Last year1, a well-known Egyptian journalist2 cast doubt on the stories of “Isra’ and Mi’raj.”3 This reminded me of an earlier incident in which the same journalist mocked a pharmacist who was reading the Qur’an while working in his pharmacy in Egypt. Shortly afterward, the same journalist, while trying to defend his earlier attack on the pharmacist, said, “compare the number of new-titled-books that we publish and the number of new inventions that we patent every year, to the same numbers in any developed country.”  This Egyptian journalist does not represent an isolated incidence. In fact, his views are shared by a significant number of famous Egyptian media personalities. 

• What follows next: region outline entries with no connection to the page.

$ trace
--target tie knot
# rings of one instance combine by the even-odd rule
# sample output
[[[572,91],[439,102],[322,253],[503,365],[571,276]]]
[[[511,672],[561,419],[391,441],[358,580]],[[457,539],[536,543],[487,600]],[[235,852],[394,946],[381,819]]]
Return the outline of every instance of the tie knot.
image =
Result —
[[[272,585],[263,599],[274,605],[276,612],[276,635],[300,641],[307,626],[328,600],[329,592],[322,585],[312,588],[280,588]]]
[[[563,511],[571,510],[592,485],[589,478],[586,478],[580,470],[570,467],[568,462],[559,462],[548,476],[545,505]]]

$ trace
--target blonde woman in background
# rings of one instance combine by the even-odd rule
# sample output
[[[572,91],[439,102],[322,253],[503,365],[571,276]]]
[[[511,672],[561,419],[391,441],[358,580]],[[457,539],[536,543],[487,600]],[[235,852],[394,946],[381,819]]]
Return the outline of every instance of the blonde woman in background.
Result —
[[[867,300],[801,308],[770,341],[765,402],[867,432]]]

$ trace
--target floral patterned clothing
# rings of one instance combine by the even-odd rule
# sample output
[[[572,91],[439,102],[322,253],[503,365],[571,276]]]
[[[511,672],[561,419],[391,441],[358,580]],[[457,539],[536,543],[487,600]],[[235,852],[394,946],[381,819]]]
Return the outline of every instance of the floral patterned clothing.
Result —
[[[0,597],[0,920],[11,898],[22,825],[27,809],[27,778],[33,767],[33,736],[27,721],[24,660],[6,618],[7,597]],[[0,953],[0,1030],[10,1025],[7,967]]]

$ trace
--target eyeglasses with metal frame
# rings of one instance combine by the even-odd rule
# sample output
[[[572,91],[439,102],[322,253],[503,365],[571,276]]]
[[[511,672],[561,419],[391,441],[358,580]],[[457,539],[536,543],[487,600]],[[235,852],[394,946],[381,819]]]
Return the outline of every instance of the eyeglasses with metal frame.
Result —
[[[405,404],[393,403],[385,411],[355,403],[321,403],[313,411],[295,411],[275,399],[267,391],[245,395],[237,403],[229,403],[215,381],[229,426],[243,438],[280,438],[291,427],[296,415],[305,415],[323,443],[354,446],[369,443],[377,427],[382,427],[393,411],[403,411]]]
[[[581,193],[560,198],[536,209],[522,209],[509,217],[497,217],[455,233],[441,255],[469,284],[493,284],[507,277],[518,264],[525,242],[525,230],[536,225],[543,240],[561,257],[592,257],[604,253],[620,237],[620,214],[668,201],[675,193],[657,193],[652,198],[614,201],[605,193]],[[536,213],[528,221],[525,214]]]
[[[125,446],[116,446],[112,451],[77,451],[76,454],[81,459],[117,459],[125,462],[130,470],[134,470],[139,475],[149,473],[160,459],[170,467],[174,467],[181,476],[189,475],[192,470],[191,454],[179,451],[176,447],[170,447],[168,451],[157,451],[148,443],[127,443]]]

In my previous editorial article, “Is Islam More Than Just a Religion,” I mentioned that solving our problems depends on accurately diagnosing their causes.  I then narrowed down the reason for our countries’ ills to a single diagnosis, “bad governance.”  I added that “Islam, as a culture is our way out of the stagnation of our civilization.”

Rather than questioning the intentions of those who promote linking Islam with backwardness, I will only defend my diagnosis “bad governance.”  I believe that without a proper diagnosis, trying to cure our sick civilization would be like trying to shoot a moving target in the dark.

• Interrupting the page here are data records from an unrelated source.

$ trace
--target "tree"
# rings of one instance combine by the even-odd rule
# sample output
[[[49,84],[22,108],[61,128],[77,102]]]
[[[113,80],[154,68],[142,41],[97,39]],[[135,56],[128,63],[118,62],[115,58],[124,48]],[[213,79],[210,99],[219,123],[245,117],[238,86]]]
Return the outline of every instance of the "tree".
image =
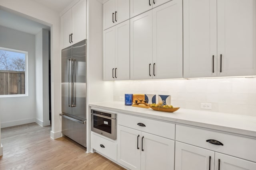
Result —
[[[0,50],[0,70],[24,71],[25,58],[16,56],[11,57],[4,50]]]
[[[13,70],[25,71],[25,60],[24,58],[16,57],[12,59]]]
[[[12,70],[12,63],[9,60],[9,55],[6,51],[0,50],[0,69],[3,70]]]

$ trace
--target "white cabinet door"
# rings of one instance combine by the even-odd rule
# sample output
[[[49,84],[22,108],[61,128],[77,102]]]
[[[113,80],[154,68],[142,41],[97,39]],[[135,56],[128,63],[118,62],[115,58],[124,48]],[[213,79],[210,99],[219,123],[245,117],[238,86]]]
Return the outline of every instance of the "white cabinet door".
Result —
[[[86,1],[81,0],[72,7],[73,43],[86,38]]]
[[[218,0],[217,4],[218,76],[255,75],[256,1]]]
[[[153,2],[153,0],[130,0],[130,18],[151,10]]]
[[[71,34],[72,33],[72,10],[70,9],[60,18],[62,49],[71,45]]]
[[[175,170],[213,170],[214,160],[214,151],[175,142]]]
[[[117,162],[131,170],[140,169],[140,131],[118,126]]]
[[[116,24],[121,23],[130,18],[130,1],[129,0],[116,0],[115,21]]]
[[[103,79],[113,80],[115,69],[115,27],[103,32]]]
[[[141,170],[174,169],[174,141],[144,132],[141,138]]]
[[[153,78],[182,77],[182,1],[153,9]]]
[[[183,0],[184,78],[217,76],[216,4]]]
[[[153,8],[159,6],[162,4],[170,1],[170,0],[153,0]]]
[[[256,163],[216,152],[215,167],[215,170],[255,170]]]
[[[152,79],[152,11],[131,19],[130,31],[130,79]]]
[[[115,24],[115,1],[109,0],[103,4],[103,28],[106,29]]]
[[[115,79],[130,79],[130,21],[117,25]]]

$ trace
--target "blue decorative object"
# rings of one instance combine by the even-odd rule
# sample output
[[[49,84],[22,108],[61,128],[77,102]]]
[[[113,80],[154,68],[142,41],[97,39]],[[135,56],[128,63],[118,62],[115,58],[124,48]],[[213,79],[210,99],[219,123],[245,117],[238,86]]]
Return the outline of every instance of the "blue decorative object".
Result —
[[[124,94],[124,105],[132,106],[132,94]]]
[[[152,104],[156,103],[156,95],[155,94],[145,94],[145,100],[147,100],[147,103]]]
[[[169,95],[159,95],[158,96],[158,102],[162,102],[164,105],[171,105],[171,96]]]

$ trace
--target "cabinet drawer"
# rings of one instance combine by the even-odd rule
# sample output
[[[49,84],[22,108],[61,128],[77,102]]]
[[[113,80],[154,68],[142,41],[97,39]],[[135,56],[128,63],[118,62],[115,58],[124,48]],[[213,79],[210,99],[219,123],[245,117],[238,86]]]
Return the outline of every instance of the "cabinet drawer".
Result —
[[[116,143],[104,139],[94,133],[91,134],[91,138],[92,148],[109,158],[116,161],[117,161],[117,144]]]
[[[174,124],[152,120],[124,114],[118,114],[118,125],[148,132],[171,139],[174,139],[175,125]],[[138,125],[141,123],[146,126]]]
[[[256,140],[244,137],[176,125],[176,141],[220,153],[256,162]],[[214,139],[223,144],[218,145],[207,142]]]

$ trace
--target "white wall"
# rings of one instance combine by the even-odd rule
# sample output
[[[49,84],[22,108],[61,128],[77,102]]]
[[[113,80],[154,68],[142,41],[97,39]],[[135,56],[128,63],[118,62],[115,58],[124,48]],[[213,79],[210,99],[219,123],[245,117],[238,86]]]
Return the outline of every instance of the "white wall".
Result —
[[[0,47],[28,51],[28,96],[0,98],[1,127],[35,122],[35,36],[0,26]]]
[[[36,122],[50,125],[49,120],[49,31],[42,29],[36,35]]]
[[[174,107],[200,110],[211,103],[213,111],[256,116],[256,78],[115,82],[114,88],[116,101],[126,93],[166,94]]]
[[[30,0],[1,0],[2,7],[15,11],[25,18],[51,27],[51,76],[52,131],[51,137],[62,136],[61,113],[61,51],[60,17],[59,14]]]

Instead of directly defending Islam, I will list a few theoretical questions that will reveal the illogical reasoning of Islam denouncers:

  •  If there is a cause-effect relationship between Islam and our backwardness, then why are there advanced Muslim countries and backward Christian and Buddhist countries? And would our Muslim countries progress if they decided to follow another religion?
  •  If Islam and backwardness are closely linked, how can we explain the thriving civilization that our Muslim forefathers erected in the early days of Islam?

Imagine that “Egypt” was our mother and she was not feeling well.  We took her to a doctor who noticed two signs for her illness: a decrease in the number of her annual publications and a drop in the figure of patents that she records every year. After assessing our mother’s (Egypt) condition, the doctor said she is suffering from a disease called “Islam”.  Shortly afterward, the doctor prescribed his treatment regimen in two words:

“Get rid of Islam” and “replace it with another religion.”

The doctor then added: “Follow my treatment, literally, and your mother ‘Egypt’ will be able to issue new-titled-books and patent original novel inventions, like any other healthy nation.

The absurdity of such a diagnosis would shock any reasonable and sane person.  The backwardness of our countries is not the disease, but rather a symptom of a deeper disease that hides behind its symptoms. The name of the disease is not “Islam,” but rather “bad governance.”

What would happen if we concluded that “bad governance” is the logical cause of our miseries, and we replaced it with “good governance”?  The aim of “good governance” is to “provide its citizens with an environment that allows them to reach the maximum of their God given potentials”. Instead of wasting the state’s resources on the tripartite system of oppression; the military, police, and propaganda media machine.

A “good governance” will rearrange its priorities: it will invest in its citizens (especially in the fields of health care and education). “Good governance” will direct its billions to universities and research institutes led by professors who attained their positions through the merits of their scientific excellence. These professors and scientists will dedicate their lives to broaden the horizons of knowledge and will publish the results of their research and record the patents of their innovations.

Within a few years, our mother (Egypt) will recover and the symptoms of her sickness will disappear (symptoms like the lack of her publications and the deficiency of her scientific inventions).  Sadly, these are the symptoms that our mother (Egypt) suffered and continue to suffer from during these dark years of “bad governance.”

References

1. Cairo TV-channel, “Hadith El-Kahirah” by Ibrahim Eissa on February 19, 2022

2. Ibrahim Eissa, an Egyptian Journalist, and a TV personality.

https://en.wikipedia.org/wiki/Ibrahim_Eissa

3. Isra and Mi’raj, refers to a journey that the prophet Muhammad (570–632) took during a single night around the year 621.  Muslims observe this event on the 27th day of the month of Rajab, the seventh month in the Islamic calendar. This event marks the night that Allah (God) took Mohammad, the prophet of Islam, on a journey from Mecca to Jerusalem and then to heaven.

* This article was previously posted on April, 2022 in my earlier blog “My Islam”.  The article has been slightly modified to fit its current posting date.